5 Error starting client-server protocol
6 Daemon unable to append to log-file
10 Error in socket I/O
11 Error in file I/O
12 Error in rsync protocol data stream
13 Errors with program diagnostics
14 Error in IPC code
20 Received SIGUSR1 or SIGINT
21 Some error returned by waitpid()
22 Error allocating core memory buffers
23 Partial transfer due to error
24 Partial transfer due to vanished source files
25 The --max-delete limit stopped deletions
30 Timeout in data send/receive
35 Timeout waiting for daemon connection
ENVIRONMENT VARIABLES
CVSIGNORE
The CVSIGNORE environment variable supplements any ignore patterns in .cvsignore
files.
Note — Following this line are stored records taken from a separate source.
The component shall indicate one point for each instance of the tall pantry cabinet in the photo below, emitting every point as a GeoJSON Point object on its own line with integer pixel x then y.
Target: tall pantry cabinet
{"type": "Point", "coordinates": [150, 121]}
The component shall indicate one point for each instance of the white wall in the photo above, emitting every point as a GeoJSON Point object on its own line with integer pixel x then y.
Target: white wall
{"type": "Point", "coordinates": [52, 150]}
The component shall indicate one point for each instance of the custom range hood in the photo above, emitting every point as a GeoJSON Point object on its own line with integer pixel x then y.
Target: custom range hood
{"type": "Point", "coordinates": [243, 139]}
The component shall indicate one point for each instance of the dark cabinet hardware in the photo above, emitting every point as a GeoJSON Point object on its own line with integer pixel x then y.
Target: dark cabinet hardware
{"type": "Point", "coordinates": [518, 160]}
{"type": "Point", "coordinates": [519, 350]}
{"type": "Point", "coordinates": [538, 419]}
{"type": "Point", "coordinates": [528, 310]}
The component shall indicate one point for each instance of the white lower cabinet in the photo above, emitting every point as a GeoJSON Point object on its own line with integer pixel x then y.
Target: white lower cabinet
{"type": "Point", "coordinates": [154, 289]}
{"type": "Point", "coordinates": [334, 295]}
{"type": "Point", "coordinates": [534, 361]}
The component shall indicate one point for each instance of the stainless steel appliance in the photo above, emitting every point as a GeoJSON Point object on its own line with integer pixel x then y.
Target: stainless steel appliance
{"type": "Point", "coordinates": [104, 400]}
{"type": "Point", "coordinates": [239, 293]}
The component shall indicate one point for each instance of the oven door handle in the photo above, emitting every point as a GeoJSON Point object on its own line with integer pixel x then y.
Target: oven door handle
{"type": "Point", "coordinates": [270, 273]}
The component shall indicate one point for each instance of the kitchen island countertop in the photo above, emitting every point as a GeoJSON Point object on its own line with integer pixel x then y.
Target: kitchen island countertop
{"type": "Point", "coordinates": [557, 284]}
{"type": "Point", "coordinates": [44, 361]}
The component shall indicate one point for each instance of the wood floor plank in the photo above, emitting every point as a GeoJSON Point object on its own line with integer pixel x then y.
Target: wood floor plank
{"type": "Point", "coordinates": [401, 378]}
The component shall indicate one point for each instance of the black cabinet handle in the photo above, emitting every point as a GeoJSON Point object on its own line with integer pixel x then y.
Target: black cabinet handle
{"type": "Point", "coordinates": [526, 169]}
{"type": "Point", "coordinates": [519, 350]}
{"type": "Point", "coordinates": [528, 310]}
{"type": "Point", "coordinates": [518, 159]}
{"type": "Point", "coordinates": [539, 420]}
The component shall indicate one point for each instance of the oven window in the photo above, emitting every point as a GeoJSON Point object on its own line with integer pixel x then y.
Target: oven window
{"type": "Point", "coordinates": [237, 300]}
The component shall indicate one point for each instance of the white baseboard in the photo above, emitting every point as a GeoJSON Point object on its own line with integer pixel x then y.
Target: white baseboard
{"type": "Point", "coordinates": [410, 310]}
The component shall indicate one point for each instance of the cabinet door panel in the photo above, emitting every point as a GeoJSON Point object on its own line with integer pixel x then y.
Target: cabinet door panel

See the --cvs-exclude option for more details.
RSYNC_ICONV
Specify a default --iconv setting using this environment variable. (First supported
in 3.0.0.)
RSYNC_PROTECT_ARGS
Specify a non-zero numeric value if you want the --protect-args option to be
enabled by default, or a zero value to make sure that it is disabled by default.
(First supported in 3.1.0.)
RSYNC_RSH
The RSYNC_RSH environment variable allows you to override the default shell used as
the transport for rsync. Command line options are permitted after the command
name, just as in the -e option.
RSYNC_PROXY
The RSYNC_PROXY environment variable allows you to redirect your rsync client to
use a web proxy when connecting to a rsync daemon. You should set RSYNC_PROXY to a
hostname:port pair.
RSYNC_PASSWORD
Setting RSYNC_PASSWORD to the required password allows you to run authenticated
rsync connections to an rsync daemon without user intervention. Note that this does
not supply a password to a remote shell transport such as ssh; to learn how to do
that, consult the remote shell’s documentation.
USER or LOGNAME
The USER or LOGNAME environment variables are used to determine the default
username sent to an rsync daemon. If neither is set, the username defaults to
"nobody".
HOME The HOME environment variable is used to find the user’s default .cvsignore file.